/clj-fasta

Parser for fasta formatted sequences.

Primary LanguageClojureEclipse Public License 1.0EPL-1.0

clj-fasta

Parser for sequences in FASTA format.

Usage

Import from clojars:

[clj-fasta "0.2.3"]

Import into namespace:

(:require [clj-fasta.core :as fa])

Takes a buffered reader and returns a lazy list of hashmaps containing the accession, description and sequence of the fasta sequences on the reader. Regular expressions to parse the accession and description from the fasta sequence can be specified (default is accession being text before the first space and the description text after the first space). Ignores all lines prior to the first line that starts with '>'.

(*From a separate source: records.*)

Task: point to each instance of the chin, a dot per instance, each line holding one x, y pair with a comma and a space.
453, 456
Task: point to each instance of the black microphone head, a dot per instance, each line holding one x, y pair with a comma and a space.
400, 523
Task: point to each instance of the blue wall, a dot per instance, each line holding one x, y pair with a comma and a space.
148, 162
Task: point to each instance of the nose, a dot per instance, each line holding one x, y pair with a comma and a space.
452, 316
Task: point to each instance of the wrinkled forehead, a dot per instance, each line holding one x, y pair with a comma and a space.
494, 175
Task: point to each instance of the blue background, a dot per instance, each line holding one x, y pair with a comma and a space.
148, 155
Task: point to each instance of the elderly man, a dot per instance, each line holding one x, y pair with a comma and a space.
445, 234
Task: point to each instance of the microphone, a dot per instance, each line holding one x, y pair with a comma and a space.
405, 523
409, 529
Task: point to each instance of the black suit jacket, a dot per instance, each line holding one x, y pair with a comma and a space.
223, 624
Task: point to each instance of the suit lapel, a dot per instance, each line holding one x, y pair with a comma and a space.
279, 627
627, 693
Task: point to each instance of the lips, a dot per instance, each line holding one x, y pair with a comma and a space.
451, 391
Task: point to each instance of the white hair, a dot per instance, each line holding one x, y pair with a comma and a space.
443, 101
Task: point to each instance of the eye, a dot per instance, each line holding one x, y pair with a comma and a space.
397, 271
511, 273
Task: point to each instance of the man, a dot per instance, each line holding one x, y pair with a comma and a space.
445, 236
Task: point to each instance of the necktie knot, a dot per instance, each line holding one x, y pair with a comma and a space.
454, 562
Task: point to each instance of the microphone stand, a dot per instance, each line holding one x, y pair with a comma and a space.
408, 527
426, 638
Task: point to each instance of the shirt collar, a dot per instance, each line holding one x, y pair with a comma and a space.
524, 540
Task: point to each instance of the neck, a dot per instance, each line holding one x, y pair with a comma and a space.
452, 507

user> (with-open [r (reader "/fasta/file.fa")]
        (->> (fasta-seq r)
             first))
{:accession "TRINITY_DN22_c0_g1_i1", :description 
 "len=206 path=[638:0-65 639:66-66 640:67-205] [-1, 638, 639, 640, -2]",
 :sequence "GCGAGGA..."}
user>

A collection of fasta sequences can be sent to file using fasta->file. This function also takes the :append and :func keyword for appending to a file and transforming the sequence before writing. For example:

user> (with-open [r (reader "/fasta/file.fa")]
        (fasta->file (fasta-seq r)
                     "outfile"
                     :append true
		     :func #(update-in % [:sequence] clojure.string/lower-case)))
"outfile"		     
user>

Library also works in ClojureScript although there is no fasta->file function or integration with biodb. The fasta-seq function takes a string as its argument and is not lazy.

License

Copyright © 2016 Jason Mulvenna

Distributed under the Eclipse Public License either version 1.0 or (at your option) any later version.